I ask because of my understanding of quantization. If photons have no "volume", then can't an infinite number of photons exist in the same space? Shouldn't there be some area around a photon that it keeps to itself? (Maybe not even necessarily photons, but any elementary particle).
 A: In the quantum regime the answer to such questions really depends on what you mean by "volume".
A photon has no volume in the sense that it can theoretically be confined in an arbitrarily small region of space.

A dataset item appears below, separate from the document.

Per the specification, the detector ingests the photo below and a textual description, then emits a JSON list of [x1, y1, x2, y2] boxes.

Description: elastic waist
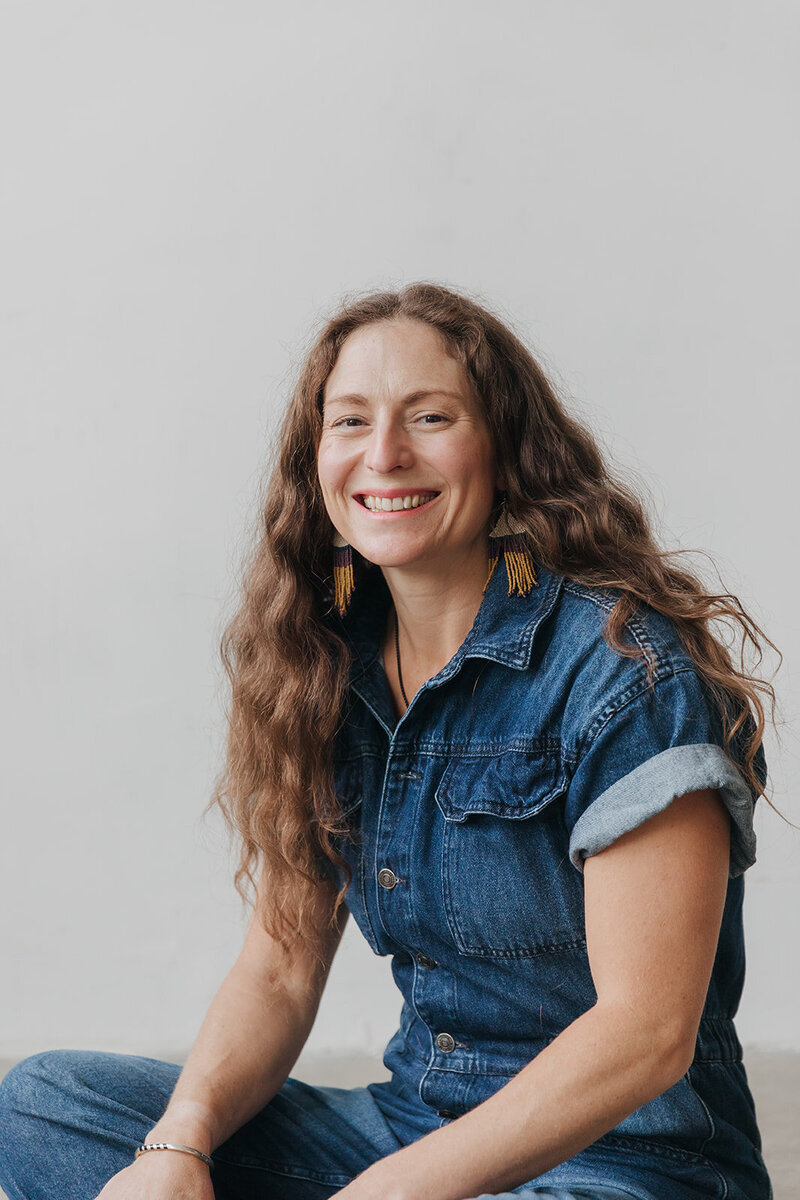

Although such confining would result in the photon having extremely high energy fluctuations (basically due to the uncertainty principle) so that for extremely small sizes something else would probably happen, like pair creation in vacuum or similar complicated quantum field theory effects.
A photon can also have any volume you want, if you think of volume as the region of space in which you will be sure to detect the photon: a photon can come in any shape and size.
As per the last part of your question, yes it is absolutely possible to have an arbitrarily large number of photons in the same state, so in particular to have an arbitrarily large number of identical photons in the same identical region in space.
This is a general property of bosonic particles, and the phenomenon is called Bose-Einstein condensation.
A: At the present knowledge (i.e. as far as the Standard Model of particle physics is constructed), the particles are described as 'excitations' of some field permeating spacetime. Now, the interacting terms that we write down in equations describing the model, are local function of the fields, namely they depend on the value of the field on one point only.
Sentences like "there is an electron / photon / other elementary particle is at point $x$" really means "there is an excitation of the related field at point $x$". In this sense writing down a local interaction is equivalent to thinking to particles as point-like, and at the present state of the experimental physics there is no evidence of any whatsoever discrepancy with this assumption.
On the other hand, non-elementary particles are bound states of elementary particles, that means that there is no field associated to them (you can build effective models valid at some energy scale, but this is another story). This bound states are not easily describable in terms of their constituents (actually talking about constituents is improper), if looked "far enough" they look like having a volume because of all the interactions between the fundamental fields.
A good analogy comes from chemistry: we know that atoms are basically empty, even though matter looks continuous and solid to us!